Seymor Hersh du NewYorker parle

Mardi 2 octobre 2007

Dans son dernier article, Hersh décrit la nouvelle tactique à l’oeuvre à Washington. La justification du conflit contre l’Iran à cause de son programme nucléaire a laissé place à de nouvelles accusations de déstabilisations en Irak. Seymour Hersh répondait hier soir aux questions de Wolf Blitzer sur CNN. Transcription VF

Blitzer : Parlons de votre article « Changement de cibles : le plan de l’administration pour l’Iran . » Je voudrais présenter une vidéo d’une déclaration du président Bush le 28 août au Nevada.

Bush : Les attaques sur nos bases et sur nos troupes menées à l’aide de munitions fournies par l’Iran ont augmenté ces derniers mois malgré les engagements de l’Iran d’aider à la stabilisation de la situation sécuritaire en Irak.

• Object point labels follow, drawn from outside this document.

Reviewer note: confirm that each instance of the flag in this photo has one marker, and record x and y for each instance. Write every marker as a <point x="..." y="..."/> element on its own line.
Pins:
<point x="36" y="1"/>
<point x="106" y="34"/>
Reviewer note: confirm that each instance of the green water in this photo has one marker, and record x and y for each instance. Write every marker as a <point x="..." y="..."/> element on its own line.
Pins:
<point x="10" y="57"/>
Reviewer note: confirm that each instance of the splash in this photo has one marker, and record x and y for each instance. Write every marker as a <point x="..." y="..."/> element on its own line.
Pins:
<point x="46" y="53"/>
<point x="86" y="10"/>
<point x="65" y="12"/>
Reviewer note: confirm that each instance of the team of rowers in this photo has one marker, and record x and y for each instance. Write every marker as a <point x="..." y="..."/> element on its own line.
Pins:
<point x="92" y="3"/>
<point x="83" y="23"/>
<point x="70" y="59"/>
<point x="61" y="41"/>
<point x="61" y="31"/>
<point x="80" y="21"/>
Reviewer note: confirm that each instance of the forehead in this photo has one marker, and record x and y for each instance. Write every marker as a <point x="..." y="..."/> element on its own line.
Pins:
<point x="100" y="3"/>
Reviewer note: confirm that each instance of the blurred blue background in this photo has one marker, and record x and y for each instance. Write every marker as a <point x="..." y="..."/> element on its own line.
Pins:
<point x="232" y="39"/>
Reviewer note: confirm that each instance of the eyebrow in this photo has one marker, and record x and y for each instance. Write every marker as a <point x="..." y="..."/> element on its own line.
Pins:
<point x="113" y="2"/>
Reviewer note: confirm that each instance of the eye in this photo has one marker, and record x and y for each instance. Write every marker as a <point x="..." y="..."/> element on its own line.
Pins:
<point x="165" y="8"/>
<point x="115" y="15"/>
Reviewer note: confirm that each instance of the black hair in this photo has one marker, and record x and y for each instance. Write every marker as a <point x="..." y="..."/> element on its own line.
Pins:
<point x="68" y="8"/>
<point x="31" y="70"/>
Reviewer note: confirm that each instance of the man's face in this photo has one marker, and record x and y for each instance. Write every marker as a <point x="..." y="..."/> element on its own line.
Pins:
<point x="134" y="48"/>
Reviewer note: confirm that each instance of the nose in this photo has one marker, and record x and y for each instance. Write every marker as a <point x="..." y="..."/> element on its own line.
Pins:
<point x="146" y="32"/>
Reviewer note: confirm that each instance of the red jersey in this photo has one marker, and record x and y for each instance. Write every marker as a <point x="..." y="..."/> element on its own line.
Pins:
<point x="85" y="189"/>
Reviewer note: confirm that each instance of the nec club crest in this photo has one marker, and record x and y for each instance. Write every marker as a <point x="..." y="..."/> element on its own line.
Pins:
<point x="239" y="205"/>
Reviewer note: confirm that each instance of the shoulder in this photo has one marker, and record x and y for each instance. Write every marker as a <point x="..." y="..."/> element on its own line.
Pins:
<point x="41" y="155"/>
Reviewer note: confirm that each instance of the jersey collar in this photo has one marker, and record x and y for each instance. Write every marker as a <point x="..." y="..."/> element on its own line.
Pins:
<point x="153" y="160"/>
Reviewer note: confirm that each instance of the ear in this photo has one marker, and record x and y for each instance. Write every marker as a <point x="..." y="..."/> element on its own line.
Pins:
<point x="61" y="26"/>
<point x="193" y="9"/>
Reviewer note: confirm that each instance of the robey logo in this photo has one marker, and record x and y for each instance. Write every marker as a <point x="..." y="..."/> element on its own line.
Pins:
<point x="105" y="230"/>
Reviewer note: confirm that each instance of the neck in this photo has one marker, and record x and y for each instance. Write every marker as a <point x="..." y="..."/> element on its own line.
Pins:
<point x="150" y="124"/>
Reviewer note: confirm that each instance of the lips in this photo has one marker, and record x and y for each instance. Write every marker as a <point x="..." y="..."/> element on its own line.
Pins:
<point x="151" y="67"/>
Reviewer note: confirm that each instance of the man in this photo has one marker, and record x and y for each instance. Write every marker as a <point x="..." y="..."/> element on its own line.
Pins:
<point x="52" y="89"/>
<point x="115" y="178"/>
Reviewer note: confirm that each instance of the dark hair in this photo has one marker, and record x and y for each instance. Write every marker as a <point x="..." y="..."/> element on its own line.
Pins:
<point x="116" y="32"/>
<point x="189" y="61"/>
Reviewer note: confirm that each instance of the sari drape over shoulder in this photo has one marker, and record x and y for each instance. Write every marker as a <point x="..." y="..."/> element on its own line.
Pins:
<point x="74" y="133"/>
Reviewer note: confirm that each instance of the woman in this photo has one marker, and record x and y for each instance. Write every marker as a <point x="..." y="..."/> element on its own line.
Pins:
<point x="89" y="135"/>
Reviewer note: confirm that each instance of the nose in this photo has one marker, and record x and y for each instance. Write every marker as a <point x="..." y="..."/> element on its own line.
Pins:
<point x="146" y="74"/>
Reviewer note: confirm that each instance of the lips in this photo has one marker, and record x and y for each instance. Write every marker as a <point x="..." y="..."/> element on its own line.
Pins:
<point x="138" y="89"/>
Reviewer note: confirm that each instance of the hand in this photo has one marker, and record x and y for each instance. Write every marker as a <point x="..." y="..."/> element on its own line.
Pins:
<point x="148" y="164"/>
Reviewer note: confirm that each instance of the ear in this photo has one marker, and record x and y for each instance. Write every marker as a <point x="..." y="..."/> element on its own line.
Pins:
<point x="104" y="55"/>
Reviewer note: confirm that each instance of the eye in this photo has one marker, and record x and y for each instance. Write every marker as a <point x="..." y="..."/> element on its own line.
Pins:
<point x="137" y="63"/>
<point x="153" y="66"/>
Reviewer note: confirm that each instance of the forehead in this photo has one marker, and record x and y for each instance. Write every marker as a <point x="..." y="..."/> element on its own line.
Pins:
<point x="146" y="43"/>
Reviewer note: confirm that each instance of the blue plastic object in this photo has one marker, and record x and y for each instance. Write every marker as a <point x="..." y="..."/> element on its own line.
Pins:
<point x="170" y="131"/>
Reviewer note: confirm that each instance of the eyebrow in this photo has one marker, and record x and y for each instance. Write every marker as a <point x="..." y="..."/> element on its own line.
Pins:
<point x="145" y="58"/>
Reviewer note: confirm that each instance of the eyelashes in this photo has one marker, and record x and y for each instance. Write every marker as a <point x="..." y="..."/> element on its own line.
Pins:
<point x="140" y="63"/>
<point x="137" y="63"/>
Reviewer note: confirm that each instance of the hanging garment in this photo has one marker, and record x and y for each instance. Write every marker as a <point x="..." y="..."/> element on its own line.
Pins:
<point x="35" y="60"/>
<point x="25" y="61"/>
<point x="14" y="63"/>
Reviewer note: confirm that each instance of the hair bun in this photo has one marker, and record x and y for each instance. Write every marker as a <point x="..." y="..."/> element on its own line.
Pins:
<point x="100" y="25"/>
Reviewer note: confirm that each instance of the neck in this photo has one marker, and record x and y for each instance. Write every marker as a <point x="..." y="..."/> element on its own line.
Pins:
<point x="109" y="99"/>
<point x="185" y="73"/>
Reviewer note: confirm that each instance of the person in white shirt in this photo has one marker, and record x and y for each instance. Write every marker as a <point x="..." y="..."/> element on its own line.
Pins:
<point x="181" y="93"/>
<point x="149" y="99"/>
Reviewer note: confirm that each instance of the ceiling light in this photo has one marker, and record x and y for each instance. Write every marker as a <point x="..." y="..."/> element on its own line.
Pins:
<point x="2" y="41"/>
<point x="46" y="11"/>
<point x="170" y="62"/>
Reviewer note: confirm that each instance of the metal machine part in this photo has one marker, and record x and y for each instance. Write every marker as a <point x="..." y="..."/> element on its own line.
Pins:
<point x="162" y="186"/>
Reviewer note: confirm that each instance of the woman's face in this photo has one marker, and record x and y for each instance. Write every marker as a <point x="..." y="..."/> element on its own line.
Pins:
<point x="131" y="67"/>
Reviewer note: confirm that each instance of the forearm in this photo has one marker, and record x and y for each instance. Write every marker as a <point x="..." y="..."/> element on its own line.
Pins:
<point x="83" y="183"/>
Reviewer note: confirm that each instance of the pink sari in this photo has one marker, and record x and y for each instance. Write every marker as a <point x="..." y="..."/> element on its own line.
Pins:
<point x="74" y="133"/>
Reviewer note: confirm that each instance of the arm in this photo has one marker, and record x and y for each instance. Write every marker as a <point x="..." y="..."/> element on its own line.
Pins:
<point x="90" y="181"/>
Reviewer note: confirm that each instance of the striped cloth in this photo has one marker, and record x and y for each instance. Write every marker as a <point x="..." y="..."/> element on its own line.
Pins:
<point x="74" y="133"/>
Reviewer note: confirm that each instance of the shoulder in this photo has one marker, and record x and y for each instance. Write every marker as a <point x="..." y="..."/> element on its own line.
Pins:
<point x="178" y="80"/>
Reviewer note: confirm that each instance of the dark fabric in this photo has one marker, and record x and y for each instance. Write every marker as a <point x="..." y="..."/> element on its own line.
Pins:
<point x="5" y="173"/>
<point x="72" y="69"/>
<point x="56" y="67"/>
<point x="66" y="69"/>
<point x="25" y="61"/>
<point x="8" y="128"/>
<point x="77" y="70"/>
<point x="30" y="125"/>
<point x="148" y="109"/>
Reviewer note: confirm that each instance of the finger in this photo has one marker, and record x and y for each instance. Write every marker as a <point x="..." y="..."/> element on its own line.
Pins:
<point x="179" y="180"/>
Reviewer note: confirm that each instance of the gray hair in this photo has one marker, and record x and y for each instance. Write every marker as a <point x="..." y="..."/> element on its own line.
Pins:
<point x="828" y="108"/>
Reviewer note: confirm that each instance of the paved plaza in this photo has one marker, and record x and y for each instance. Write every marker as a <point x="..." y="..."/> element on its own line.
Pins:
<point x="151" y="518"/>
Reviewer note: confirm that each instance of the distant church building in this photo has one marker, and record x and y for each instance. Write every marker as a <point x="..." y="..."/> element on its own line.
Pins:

Je prendrais les mesures nécessaires pour protéger nos troupes. J’ai autorisés nos chefs militaires en Iran à se confronter aux activités meurtrières de l’Iran.

Blitzer : Vous citez cette déclaration parmi de nombreuses autres qui montrent une escalade dans les discours de Washington. Que se passe-t-il ?

Hersh : Ils ont changé de discours, vraiment. Le leitmotiv était précédemment : il y a une menace nucléaire. L’Iran va avoir la bombe rapidement, nous devons agir.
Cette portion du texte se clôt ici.